CERIGNOLA – Ha destato profonda indignazione a Cerignola il furto ai danni di Adriano, pellegrino trentino di 83 anni in cammino lungo la Via Francigena. Mentre riposava nei pressi del Duomo, l’anziano vedovo è stato avvicinato da un malintenzionato che gli ha strappato dal collo una catenina d’oro di inestimabile valore affettivo. Al monile erano infatti legate una medaglietta in ricordo della moglie Elena e la fede nuziale con l’incisione “Adriano 1973”.

Il vile gesto si inserisce in un clima di crescente preoccupazione cittadina per la microcriminalità, tematica già sollevata nei giorni scorsi anche su FoggiaReporter. A rendere noto il furto e a prestare il primo soccorso morale al viandante è stata la Pro Loco di Cerignola APS, che tramite i social ha lanciato un appello per ritrovare gli oggetti.

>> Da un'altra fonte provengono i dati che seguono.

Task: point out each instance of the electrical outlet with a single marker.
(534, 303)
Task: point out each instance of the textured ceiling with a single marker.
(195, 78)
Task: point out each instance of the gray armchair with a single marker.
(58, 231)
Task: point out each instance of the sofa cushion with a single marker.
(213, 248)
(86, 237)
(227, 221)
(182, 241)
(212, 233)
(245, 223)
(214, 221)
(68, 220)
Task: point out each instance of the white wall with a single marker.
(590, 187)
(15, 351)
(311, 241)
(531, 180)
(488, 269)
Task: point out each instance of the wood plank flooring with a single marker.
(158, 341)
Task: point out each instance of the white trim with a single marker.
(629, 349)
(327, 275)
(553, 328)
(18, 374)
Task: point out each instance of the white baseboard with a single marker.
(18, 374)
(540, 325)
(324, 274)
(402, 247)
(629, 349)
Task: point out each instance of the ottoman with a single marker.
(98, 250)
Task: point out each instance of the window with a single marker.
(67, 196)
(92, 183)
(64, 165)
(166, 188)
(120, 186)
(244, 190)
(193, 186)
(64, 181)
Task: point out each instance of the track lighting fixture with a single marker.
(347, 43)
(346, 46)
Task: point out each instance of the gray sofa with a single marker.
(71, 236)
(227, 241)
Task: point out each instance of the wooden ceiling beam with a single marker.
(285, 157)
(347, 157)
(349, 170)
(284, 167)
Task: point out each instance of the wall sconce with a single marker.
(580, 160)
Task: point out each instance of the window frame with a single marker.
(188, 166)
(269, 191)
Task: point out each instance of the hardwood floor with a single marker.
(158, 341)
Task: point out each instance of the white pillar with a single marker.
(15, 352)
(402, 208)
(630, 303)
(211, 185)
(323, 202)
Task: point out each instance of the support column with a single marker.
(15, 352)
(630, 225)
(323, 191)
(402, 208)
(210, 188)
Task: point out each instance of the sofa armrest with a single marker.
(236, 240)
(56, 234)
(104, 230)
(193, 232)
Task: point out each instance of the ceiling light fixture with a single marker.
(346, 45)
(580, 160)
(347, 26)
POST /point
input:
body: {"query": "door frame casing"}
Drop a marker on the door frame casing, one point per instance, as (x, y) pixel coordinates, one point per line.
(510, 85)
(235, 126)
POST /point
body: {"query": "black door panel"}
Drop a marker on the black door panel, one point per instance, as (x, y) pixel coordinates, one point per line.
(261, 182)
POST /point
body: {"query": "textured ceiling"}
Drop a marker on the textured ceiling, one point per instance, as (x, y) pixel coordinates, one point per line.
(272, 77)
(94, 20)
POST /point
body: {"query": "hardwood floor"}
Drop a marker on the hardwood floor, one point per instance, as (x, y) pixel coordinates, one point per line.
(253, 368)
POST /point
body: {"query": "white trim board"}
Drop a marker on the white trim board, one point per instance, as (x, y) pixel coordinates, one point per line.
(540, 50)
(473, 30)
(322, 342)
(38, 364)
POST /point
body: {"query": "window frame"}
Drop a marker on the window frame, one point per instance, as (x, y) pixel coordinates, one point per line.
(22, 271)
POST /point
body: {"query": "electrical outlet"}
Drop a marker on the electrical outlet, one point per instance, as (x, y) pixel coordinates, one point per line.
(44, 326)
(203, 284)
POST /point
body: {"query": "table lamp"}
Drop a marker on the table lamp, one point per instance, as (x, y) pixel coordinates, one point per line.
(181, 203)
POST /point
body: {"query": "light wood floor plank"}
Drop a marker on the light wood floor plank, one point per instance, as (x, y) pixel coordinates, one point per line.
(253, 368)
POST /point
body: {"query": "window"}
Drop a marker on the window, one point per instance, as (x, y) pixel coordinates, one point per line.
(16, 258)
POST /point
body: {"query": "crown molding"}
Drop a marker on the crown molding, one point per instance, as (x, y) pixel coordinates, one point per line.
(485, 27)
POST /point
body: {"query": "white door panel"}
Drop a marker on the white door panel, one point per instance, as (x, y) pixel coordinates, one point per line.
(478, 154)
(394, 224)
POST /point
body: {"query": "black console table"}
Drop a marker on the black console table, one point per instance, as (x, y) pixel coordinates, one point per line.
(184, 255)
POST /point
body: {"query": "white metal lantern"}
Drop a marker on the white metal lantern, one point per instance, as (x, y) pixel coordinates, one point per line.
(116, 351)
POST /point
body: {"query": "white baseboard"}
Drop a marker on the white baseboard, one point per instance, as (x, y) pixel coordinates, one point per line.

A sorprendere tutti e a smorzare le polemiche è però arrivata la toccante lettera del figlio di Adriano. Attraverso i canali della Pro Loco, l’uomo ha voluto ringraziare per la solidarietà ricevuta, invitando a non criminalizzare l’intera città: «Questi sono fatti che succedono ogni giorno ad ogni latitudine. Non è colpa dei cerignolani né di nessun’altra persona se non di chi ha commesso il fatto». Ricordando la grande accoglienza ricevuta dal padre in tutto il Sud Italia, ha poi concluso: «Non sarà una collanina a fermare il suo viaggio, sono altre le cose importanti della vita. Grazie, amore porta amore».

Circondato dall’affetto e dal conforto di una coppia locale e di numerosi cittadini, nonno Adriano ha denunciato l’accaduto in Commissariato e ha ripreso il suo coraggioso cammino, dimostrando che la forza della fede e dello spirito è più grande di qualsiasi disavventura.